In this article I examine whether Hawaii law might compel a different analysis. Most state emergency power statutes, like Hawaii’s, contain internal limitations on delegated emergency power. I argue that Hawaii’s statute contains a single major check on the governor’s delegated authority: the “automatic termination” provision, under which an emergency proclamation terminates by law the sixtieth days after it was issued, or when the governor or mayor issues a “separate” proclamation, whichever comes first. This provision is an essential limitation on the power of the governor, with the only real question being whether that limitation will be enforced by the courts. Despite the statute’s clear limitation on power, I conclude that the circumstances in which a court would sustain a challenge to the governor’s power as a matter of Hawaii law are very limited, and that the primary remedy which a court will likely recognize is a political one. It should not be so, however. Under existing precedents, there are at least two ways in which a court might analyze this limitation. This article examines the prominent narrative threads that have emerged from Hawaii’s judicial history of adjudicating claims arising out of public health crises, quarantines, and emergencies, as a way of comparing the directions a court might take.
Which brings me to the title of this article, and its reference to Spam® (the canned luncheon meat, not annoying unsolicited email). When emergencies loom, Hawaii residents are known to stock up on essentials like toilet paper, rice, and Spam®. If the courts are reluctant to enforce the sole limitation on executive power in the statute, then all that is left is to stock up on Spam®, keep vigilant, and hold political officials accountable. This means identifying the shortcomings in the present law and clarifying the statute at the earliest possible opportunity. Which is what the article ultimately proposes. The alternative is rule by indefinite executive decree, as the COVID-19 emergency starkly illustrates, a result that Hawaii’s emergency response statute plainly rejects.
In section II, I provide some background about the inherently limited power of the government to undertake extreme measures without triggering judicial intervention.
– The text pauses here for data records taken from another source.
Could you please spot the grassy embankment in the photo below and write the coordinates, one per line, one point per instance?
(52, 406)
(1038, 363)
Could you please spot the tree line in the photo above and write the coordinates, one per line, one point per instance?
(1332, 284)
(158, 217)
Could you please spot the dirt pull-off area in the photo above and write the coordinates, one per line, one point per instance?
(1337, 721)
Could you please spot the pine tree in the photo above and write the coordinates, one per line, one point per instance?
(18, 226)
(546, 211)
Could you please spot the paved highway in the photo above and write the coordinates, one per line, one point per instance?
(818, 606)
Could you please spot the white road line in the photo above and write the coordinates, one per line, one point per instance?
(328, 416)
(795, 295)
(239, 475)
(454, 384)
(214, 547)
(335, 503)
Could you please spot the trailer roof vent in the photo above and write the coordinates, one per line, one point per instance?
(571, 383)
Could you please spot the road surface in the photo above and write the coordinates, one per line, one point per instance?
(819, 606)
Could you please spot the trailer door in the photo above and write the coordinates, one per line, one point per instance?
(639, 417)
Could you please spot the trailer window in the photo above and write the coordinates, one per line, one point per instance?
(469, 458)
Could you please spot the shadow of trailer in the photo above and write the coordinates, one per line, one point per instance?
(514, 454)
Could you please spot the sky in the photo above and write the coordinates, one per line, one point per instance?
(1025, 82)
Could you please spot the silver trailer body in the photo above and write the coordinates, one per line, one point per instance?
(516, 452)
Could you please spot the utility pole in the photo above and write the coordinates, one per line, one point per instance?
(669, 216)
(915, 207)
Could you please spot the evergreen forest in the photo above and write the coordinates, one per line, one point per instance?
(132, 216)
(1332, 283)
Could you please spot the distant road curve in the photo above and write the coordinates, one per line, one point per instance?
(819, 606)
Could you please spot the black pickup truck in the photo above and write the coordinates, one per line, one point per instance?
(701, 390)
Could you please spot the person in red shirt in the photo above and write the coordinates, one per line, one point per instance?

Section III details Hawaii’s statutory delegation of emergency powers to the governor and county mayors, while section IV analyzes the sole major check on that power, the automatic termination of emergency declarations which ends a declaration when the governor or mayor issues a “separate” declaration, or sixty days has passed. Section V examines the two main narrative threads that emerged from the Hawaii Supreme Court’s decisions about public health emergencies and other exercises of the police power. I conclude with a few observations and suggestions. My purpose here is not to assert what the government’s response to particular emergencies should be—or whether the response to the ongoing COVID-19 emergency is correct—but only to highlight and identify areas in which the legislative and judicial analysis could be more meaningful and transparent, as a way of suggesting how Hawaii’s law can be improved for the next emergency.